C’est quand même bien d’être le roi, on fait ce qu’on veut. On peut ,même envoyer paître tout le monde, y compris les juges et la police. Allez le chercher, puisqu’il vous le demande. Et il y en a même pour applaudir !
Le 26…
… où ibon nombre de clients ont une demande récurrente aujourd’hui. Par mail, téléphone ou pigeons voyageurs : Vous avez des nouvelles du Juge ? … du Procureur ? … du Préfet ? … de mon ex ?
Ben non, désolé. Rien… que pouic… nada…
On pourrait répondre : Nân, c’est le 26 juillet. On se calme, on respire et on patiente, rogntidju !

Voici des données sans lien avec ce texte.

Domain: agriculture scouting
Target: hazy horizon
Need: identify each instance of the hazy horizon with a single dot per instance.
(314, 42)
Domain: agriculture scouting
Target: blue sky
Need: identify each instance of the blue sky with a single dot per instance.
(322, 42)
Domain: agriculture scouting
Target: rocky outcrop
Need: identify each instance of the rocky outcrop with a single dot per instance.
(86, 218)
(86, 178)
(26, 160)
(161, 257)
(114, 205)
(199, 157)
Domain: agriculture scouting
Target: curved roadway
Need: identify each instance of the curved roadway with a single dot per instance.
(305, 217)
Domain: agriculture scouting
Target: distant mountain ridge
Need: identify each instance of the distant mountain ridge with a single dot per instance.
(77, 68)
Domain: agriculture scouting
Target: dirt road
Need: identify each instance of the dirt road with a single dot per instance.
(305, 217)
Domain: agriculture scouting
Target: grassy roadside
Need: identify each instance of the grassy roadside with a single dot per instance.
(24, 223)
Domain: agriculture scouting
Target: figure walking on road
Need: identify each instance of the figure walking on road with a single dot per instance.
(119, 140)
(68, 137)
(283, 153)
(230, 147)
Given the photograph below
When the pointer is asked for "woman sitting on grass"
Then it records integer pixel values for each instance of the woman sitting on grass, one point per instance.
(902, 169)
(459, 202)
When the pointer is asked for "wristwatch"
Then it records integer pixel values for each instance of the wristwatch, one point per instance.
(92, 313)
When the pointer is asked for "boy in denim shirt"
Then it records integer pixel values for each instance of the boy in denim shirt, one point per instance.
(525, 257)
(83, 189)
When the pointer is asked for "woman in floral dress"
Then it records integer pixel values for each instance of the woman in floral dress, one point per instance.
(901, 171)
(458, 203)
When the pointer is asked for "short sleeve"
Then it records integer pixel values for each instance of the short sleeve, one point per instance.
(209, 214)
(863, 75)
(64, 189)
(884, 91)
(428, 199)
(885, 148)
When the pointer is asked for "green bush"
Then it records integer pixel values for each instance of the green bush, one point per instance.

Bof, pas très drôle et un brin prévisible comme réponse, non ? Alors, pourquoi pas, pour une fois, soutenir la théorie du complot ? Ouiiii vous avez raison. Ce n’est pas normal. J’ai revêtu mon costume de Dark Knight et mené ma petite enquête Oups, je dois bien l’avouer, je crains qu’ils n’aient été enlevés par quelques martiens en vadrouille. je reviens vers vous dès que je les ai localisé…
Le 27…
… où l’on reçoit une candidature à un poste d’avocat-stagiaire qui se distingue par son préambule.

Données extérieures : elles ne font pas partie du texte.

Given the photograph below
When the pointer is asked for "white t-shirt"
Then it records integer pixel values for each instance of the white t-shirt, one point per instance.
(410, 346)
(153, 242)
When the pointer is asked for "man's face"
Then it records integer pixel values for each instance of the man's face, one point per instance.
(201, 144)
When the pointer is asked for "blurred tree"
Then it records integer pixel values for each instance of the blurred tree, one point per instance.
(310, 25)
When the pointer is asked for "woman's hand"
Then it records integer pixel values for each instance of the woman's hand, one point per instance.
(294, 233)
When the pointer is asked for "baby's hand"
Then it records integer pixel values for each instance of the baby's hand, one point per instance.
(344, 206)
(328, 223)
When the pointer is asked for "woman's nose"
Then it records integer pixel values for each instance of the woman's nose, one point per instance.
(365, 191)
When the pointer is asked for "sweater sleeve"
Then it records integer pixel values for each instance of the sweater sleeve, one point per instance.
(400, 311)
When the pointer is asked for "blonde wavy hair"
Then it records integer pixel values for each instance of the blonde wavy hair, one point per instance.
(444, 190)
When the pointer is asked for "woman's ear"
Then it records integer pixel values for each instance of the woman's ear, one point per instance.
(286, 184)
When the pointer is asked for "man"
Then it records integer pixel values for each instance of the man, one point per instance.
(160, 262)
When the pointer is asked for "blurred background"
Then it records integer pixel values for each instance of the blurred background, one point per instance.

«En même temps que le réenchantement du monde que nous aurons à accomplir, la beauté étant à l’évidence une nourriture immatérielle absolument indispensable à notre évolution vers un humanisme authentique, nous devons également et impérativement trouver une façon juste d’habiter la planète et d’y inscrire notre destin d’une manière satisfaisante pour le cœur, l’esprit et l’intelligence. J’entends par beauté celle qui s’épanouit en générosité, équité et respect ». ― Pierre Rhabi, vers la sobriété heureuse
C’est magnifique. Malheureusement, mis à part quelques causes, l’arène des prétoires ne se prête guère à la réalisation d’un tel idéal. L’avocat est là pour défendre son client, pas Dame Justice, dont il n’est que l’auxiliaire.
Le 30…
… où l’on nous répète dans le canard local que les avocats seront bientôt remplacés par des robots qui analyseront un contrat en moins de deux pour en détecter les failles.

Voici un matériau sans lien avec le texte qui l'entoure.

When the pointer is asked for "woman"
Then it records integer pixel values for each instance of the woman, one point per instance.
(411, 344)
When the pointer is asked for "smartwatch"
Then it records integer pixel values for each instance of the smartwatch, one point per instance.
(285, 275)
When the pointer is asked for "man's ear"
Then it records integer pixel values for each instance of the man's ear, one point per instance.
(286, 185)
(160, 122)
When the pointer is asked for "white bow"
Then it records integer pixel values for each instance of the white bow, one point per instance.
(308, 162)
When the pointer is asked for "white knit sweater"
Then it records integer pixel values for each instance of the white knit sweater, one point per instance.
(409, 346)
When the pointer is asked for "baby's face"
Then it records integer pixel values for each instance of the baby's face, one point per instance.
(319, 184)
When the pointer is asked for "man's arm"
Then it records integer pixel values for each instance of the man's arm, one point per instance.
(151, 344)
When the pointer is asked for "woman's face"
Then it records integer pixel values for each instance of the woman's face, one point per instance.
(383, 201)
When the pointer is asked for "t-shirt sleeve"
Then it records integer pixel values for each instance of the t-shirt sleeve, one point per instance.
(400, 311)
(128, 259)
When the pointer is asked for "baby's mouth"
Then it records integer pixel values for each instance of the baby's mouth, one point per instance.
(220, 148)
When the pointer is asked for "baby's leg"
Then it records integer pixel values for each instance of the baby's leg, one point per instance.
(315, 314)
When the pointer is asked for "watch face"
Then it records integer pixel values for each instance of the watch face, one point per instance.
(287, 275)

Et qui c’est qui va préparer le contrat à analyser, poser les bonnes questions à Mr Computer pour qu’il donne des réponses utiles, apporter les modifications nécessaires sur la base des réponses reçues et après avoir vérifié avec le client ce qu’il veut, etc… ?
Le 31…
… où il fait décidément trop chaud, donc on boucle les valises et on part pour l’Ouest.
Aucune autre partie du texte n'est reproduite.